Propagation of nonstationary electronic and nuclear states: attosecond dynamics in LiF

Rapid optical excitation of a molecule produces a nonstationary state localised in the Franck–Condon region. To move out of that region, one needs to propagate both the electronic and the nuclear state. We formulate the motion on a grid of nuclear coordinate. The coupling to the electric field is fully included in the Hamiltonian used for propagation. We use perturbation theory to analyse the results of dynamics from one grid point to another. The nonadiabatic coupling terms arise from propagating the electronic states. We apply the formalism to the simple case of a diatomic molecule in an approximate but accurate scheme that allows performing computation on a limited number of grid points. As the coherent dynamics unfolds, we expand the grid in the direction of the wave packet motion with the quantum chemical calculations of the electronic structure performed ‘on the fly’. The LiF molecule excited by a one-cycle IR pulse is used as a computational example. The 30-fs propagation through the crossing of the ionic and covalent states is overall adiabatic. The role of electron–nuclear coherences is emphasised.
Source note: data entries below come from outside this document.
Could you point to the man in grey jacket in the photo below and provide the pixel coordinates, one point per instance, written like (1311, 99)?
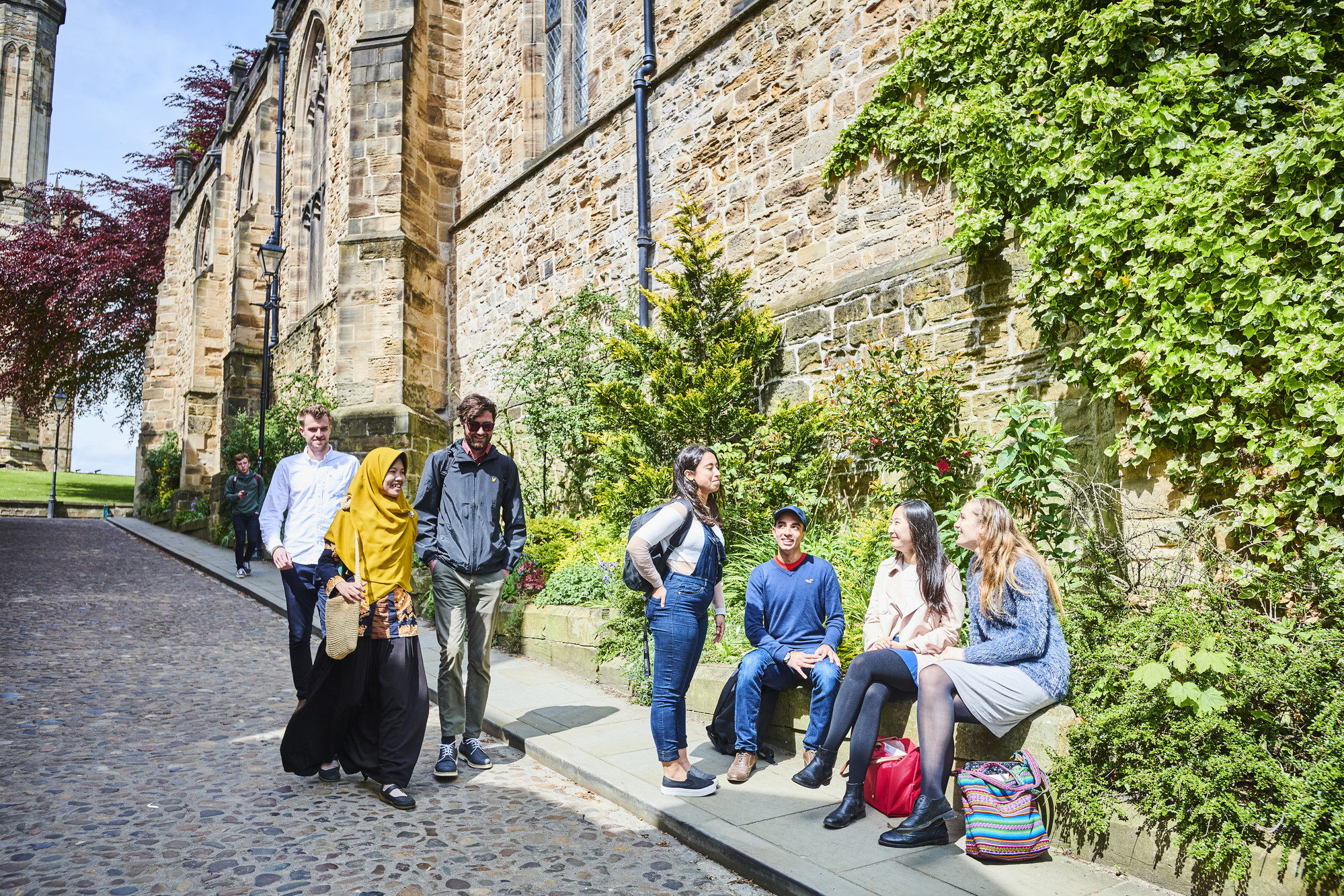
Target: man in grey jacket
(471, 534)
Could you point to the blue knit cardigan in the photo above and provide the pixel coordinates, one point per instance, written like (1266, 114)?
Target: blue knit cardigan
(1026, 636)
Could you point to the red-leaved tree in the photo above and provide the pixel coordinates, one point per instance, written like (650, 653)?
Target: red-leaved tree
(78, 280)
(203, 99)
(77, 292)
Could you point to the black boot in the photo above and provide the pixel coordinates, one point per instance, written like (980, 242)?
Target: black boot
(818, 773)
(850, 809)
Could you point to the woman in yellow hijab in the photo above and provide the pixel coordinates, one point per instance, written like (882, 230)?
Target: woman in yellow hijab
(368, 708)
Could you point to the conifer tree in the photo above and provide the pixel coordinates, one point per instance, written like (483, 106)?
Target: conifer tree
(693, 376)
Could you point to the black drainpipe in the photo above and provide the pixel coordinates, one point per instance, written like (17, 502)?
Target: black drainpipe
(641, 156)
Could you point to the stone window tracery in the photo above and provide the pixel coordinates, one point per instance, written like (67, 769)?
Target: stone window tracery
(245, 175)
(202, 250)
(315, 147)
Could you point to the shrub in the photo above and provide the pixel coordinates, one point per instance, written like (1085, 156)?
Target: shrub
(163, 475)
(1208, 692)
(580, 583)
(549, 540)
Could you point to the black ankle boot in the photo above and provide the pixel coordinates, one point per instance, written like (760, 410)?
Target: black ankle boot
(850, 809)
(818, 774)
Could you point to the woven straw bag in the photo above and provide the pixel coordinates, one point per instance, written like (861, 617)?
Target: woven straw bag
(343, 620)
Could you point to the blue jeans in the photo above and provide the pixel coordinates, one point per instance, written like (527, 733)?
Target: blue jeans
(678, 632)
(760, 669)
(303, 593)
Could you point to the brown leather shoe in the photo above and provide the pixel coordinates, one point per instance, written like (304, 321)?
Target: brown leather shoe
(742, 766)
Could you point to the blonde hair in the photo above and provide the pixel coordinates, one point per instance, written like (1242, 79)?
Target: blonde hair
(1002, 544)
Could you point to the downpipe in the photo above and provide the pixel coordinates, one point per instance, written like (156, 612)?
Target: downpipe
(643, 75)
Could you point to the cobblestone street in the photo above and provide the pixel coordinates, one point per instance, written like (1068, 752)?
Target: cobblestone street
(141, 704)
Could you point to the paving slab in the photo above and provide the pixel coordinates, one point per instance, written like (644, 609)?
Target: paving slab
(768, 829)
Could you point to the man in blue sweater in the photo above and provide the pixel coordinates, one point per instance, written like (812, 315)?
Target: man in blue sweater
(795, 622)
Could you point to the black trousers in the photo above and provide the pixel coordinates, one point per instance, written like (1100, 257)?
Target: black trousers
(246, 538)
(368, 710)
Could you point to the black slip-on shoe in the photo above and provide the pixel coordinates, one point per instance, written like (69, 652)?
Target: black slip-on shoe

对分子实施快速光激发，可生成局域于弗兰克-康登（Franck–Condon）区域的非定态。若要脱离该区域，需同时传播电子态与核态。我们基于核坐标网格构建了该运动的理论描述。传播所用的哈密顿（Hamiltonian）已完整纳入与电场的耦合项。我们采用微扰理论（perturbation theory），分析了单个网格点之间的动力学演化结果。非绝热耦合项源自电子态的传播过程。我们将该形式体系应用于双原子分子的简单案例，采用了一种近似但精准的计算方案，该方案可在有限网格点数下完成运算。随着相干动力学的展开，我们沿波包运动方向扩展网格，并同步开展电子结构的量子化学实时（on the fly）计算。我们以受单周期红外脉冲激发的氟化锂（LiF）分子作为计算示例。历经30飞秒的传播过程中，离子态与共价态的交叉区域整体呈现绝热特性。本研究着重强调了电子-核相干性的关键作用。